All of my companies have been bootstrapped so this is probably a little easier for me to say. I think that “startup culture” has really overcomplicated running a company. The Internet allows you to get by in most businesses with virtually zero upfront cost these days, and the first 10,000 decisions a company and brand make really aren’t financial anyway.

Not every company needs to be a big spectacular mess of venture capital and founders scrambling to blow that money at a pre-agreed rate. Sometimes, a company really should just be a concept you tinker with for a few hours a week for several years until it does everything right. And that’s when you scale it.

Quick: What’s ONE thing you recommend ALL aspiring or current entrepreneurs do right now to take their biz to the next level?

Think hard about what will set your company apart. Stand for something. Find ways to deliver at least the same value as the competition while being genuinely unique. Test elements of this message in conversations with your audience. Then, use it to build your mission statement and promotions. Next, begin to grow a reputation using content marketing to scale that process.

This can feel drawn out, but as you look back, you’ll realize that it’s the most efficient investment you’ll ever make. Years down the line, you’ll weigh this earned attention against other marketing channels and realize that it’s something tangible that your brand owns. You’ll see the cumulative value it’s added. Nobody can take that away.

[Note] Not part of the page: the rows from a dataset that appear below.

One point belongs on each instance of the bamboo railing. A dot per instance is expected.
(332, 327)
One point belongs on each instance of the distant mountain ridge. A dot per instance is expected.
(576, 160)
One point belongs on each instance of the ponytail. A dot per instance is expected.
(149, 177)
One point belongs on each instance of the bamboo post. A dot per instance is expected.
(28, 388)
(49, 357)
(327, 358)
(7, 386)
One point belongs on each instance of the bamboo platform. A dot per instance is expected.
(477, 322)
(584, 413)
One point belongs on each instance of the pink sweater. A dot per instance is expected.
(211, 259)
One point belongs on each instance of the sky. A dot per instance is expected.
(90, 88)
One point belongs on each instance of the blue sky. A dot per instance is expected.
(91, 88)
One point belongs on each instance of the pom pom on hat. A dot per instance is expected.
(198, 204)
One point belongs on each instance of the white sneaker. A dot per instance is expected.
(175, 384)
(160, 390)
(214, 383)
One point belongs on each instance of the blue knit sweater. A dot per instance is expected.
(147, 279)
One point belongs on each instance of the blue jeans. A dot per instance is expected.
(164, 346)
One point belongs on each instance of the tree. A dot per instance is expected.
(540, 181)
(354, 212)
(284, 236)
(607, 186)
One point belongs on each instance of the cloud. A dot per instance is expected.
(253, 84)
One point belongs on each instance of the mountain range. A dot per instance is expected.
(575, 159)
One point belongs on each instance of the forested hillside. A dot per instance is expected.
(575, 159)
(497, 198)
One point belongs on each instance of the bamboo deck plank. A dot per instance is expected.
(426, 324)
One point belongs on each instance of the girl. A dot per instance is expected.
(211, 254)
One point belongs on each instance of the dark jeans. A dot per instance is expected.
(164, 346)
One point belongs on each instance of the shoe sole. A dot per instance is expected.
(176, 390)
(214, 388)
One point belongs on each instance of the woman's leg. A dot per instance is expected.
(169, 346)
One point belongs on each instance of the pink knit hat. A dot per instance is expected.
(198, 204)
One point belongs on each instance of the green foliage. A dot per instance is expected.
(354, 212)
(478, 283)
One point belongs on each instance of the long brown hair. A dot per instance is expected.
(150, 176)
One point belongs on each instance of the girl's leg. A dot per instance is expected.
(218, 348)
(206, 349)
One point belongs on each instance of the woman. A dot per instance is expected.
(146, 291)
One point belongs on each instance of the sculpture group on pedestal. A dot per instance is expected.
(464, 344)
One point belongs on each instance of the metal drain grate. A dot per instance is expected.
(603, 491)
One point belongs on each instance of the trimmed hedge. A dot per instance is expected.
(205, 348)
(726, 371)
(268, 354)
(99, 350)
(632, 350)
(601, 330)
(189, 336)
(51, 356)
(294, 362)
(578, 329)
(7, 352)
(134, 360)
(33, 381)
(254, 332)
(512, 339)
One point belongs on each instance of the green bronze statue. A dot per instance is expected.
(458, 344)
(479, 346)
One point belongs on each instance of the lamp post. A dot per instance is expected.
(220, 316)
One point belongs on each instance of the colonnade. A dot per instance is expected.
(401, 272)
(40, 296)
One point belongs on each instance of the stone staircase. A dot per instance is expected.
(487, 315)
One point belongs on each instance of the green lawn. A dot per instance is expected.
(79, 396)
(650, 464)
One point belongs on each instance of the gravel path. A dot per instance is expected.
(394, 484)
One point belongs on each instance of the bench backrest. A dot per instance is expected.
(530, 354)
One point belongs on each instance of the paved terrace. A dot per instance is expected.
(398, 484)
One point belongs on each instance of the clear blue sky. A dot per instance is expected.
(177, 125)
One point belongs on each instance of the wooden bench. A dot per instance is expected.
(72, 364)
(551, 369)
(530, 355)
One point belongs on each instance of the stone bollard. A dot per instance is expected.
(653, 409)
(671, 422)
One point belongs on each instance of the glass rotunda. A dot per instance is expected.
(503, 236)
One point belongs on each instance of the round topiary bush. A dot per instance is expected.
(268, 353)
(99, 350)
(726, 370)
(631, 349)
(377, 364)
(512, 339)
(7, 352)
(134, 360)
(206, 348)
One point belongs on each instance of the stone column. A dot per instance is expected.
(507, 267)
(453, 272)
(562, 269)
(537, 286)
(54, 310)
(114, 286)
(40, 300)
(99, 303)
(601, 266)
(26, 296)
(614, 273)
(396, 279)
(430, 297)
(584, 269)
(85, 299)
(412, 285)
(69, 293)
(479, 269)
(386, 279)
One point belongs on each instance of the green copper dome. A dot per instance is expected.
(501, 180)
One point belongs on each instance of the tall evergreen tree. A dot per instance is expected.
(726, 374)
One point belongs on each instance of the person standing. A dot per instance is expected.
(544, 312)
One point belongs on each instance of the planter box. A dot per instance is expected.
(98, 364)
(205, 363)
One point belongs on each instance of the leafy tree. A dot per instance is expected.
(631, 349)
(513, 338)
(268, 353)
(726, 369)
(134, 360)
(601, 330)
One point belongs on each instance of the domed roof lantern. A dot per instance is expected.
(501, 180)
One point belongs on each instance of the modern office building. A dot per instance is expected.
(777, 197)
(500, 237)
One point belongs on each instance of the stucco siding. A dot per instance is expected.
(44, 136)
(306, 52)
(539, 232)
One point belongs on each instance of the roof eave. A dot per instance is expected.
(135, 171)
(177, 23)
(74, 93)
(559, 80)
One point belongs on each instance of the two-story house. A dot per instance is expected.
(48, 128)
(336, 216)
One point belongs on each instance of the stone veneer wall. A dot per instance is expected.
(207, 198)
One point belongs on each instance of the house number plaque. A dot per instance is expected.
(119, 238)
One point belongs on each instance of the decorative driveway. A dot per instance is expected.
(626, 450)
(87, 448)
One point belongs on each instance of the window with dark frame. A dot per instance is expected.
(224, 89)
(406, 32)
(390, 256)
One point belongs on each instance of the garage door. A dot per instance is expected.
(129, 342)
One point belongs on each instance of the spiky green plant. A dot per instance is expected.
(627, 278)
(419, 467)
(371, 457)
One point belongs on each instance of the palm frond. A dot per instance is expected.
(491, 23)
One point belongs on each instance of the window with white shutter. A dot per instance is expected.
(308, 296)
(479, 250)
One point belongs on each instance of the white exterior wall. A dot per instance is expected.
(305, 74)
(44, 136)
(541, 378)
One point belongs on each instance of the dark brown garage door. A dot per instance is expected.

Then, if you choose to layer on rented advertising, you’ll realize that the conversation, identity and positive reputation you’ve established organically gives you a fighting chance to compete in markets that, out of simplicity, tend to be very efficient, if not overpriced. In a situation where a 0.10 percent difference in conversion rate might mean that you can’t afford to keep up with the competitions’ rented ads, you will do far better with a well-developed brand identity first through unpaid mediums.

What’s your definition of success? How will you know when you’ve finally “succeeded” in your business?

I’m terrified of heights. Despite that, about five years ago I got really into rock climbing for the first time. I thought I’d hate it. Some friends of mine invited me out, and on the first attempt, I made it maybe 10 feet up. I asked how they managed to look down without getting vertigo.

“I never look down. After years of this, just, never do it. I don’t even look very far up, because that can get you stuck in your head too. I only ever focus on the next thing I have to do, and maybe a move or two after that.”

After that, I climbed 65 feet in one go and have never had trouble since. I’ve let this mentality creep into a lot of other things I do. Sure, it’s great to have broad goals, but most of the time, it’s about masses of little wins. In my first company, I was never happy. I think part of it was that there was just always someone bigger and more successful. Some massive challenge was still unmet.

Success, for me, has become simply being in a better place than I was in yesterday. That allows me to never get too high or too low. It’s focusing on little things and moments that has allowed me to accomplish much bigger ones over time.